La propaganda non è, come molti credono, qualcosa di vago e indefinito, ma si tratta di una vera e propria scienza, con leggi e regole ben scandite. Un manuale di istruzioni, che applicato scrupolosamente fa girare il motore. Una guida che, seguita passo passo, fa ottenere le migliori prestazioni da quel motore.

E colui che ha scritto quel manuale, che viene scientificamente applicato a tutt'oggi, è considerato uno dei 100 uomini più influenti del XX secolo, anche se pochissimi lo conoscono.

Stiamo parlando di Edward Bernays, il nipote di Sigmund Freud emigrato a New York verso la fine del 1800. Di origine ebraica, Bernays fu amico di Franklin Roosevelt e della First Lady, ...

... nonostante Felix Frankfurter, giudice della Corte Suprema – anch’egli di origine austro-ebraica - lo accusasse di essere “un avvelenatore professionista dei cervelli della gente”.

Bernays è stato consulente dell'ufficio americano della propaganda durante la prima guerra mondiale, e ha dominato a lungo la scena della comunicazione in America.
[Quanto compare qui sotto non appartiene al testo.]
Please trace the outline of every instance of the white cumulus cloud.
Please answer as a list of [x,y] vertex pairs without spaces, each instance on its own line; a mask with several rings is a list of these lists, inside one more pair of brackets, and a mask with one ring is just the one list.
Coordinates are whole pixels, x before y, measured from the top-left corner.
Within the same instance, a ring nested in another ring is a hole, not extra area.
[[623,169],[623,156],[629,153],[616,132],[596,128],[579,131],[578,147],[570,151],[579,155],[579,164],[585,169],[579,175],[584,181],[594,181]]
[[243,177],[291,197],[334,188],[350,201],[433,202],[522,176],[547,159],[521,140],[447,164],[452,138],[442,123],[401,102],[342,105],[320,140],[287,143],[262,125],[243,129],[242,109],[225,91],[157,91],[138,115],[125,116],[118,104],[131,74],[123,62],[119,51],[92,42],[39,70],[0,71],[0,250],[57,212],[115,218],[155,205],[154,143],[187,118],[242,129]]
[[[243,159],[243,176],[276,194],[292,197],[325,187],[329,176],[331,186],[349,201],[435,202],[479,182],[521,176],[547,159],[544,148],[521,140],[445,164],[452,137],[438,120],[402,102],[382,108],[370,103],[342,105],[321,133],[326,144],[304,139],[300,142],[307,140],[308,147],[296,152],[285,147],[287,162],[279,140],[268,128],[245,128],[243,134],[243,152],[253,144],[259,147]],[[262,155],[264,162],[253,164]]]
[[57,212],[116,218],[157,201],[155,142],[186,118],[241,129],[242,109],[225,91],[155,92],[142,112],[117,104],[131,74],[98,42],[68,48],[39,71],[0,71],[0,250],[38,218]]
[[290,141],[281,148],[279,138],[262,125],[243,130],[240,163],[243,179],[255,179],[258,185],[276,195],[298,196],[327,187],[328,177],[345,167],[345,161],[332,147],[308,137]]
Le sue campagne sulla manipolazione dell'opinione pubblica ottennero sempre grandi successi, anche nei periodi di crisi come la grande depressione del 1929. Definito “il patriarca della persuasione occulta”, Bernays aveva compreso l'importanza dell'uso massiccio e spregiudicato dei media, che utilizzava per lanciare un prodotto, un candidato politico, o una causa sociale.

Nel 1933 Joseph Goebbels rivelò a un giornalista americano che il libro “Crystallizing Public Opinion”, pubblicato da Bernays nel 1923, fu utilizzato dai nazional-socialisti per le loro campagne politiche. I personaggi politici che hanno reputato indispensabili e fondamentali le tecniche sviluppate da Bernays abbracciano molte generazioni, e vanno da Adolf Hitler a George Bush, ma non solo; forse qualcuno si stupirà nell'apprendere che anche l'attuale presidente Barack Obama ha studiato a fondo l'opera di Edward Bernays.
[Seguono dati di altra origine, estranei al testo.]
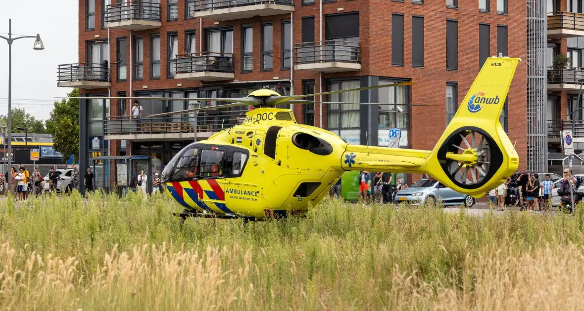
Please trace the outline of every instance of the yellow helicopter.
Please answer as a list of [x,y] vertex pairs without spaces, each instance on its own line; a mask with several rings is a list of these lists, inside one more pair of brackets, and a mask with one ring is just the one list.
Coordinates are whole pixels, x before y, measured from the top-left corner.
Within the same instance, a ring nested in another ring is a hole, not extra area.
[[183,219],[194,216],[255,221],[304,214],[309,202],[315,206],[343,172],[354,170],[428,174],[456,191],[480,197],[504,182],[519,165],[499,117],[520,61],[509,57],[486,60],[464,104],[430,151],[347,144],[331,132],[296,123],[290,109],[273,108],[315,103],[302,99],[314,96],[412,82],[301,96],[281,96],[263,89],[244,98],[197,98],[231,103],[220,108],[255,108],[246,114],[242,124],[182,149],[165,168],[161,181],[168,194],[185,207],[183,213],[175,214]]

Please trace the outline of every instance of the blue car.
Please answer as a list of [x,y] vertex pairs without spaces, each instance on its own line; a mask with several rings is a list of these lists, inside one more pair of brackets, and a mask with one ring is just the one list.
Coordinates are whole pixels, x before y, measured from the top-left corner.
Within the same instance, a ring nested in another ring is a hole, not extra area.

L'innovazione fondamentale di Bernays può essere riassunta in questa sua affermazione: “Controlla le masse senza che esse lo sappiano”.

Inizialmente, Bernays studiò l'opera di Gustav Le Bon, “Psicologia delle folle”, pubblicata nel 1895. Opera di riferimento per molti uomini politici, fu meticolosamnete studiata anche da Lenin, Stalin, Hitler, e Mussolini. Quest’ultimo commentò: "Ho letto tutta l'opera di Le Bon e non so quante volte abbia riletto la sua Psicologia delle Folle. E' un'opera capitale alla quale ancora oggi spesso ritorno."

Cosa aveva rilevato Le Bon studiando le masse?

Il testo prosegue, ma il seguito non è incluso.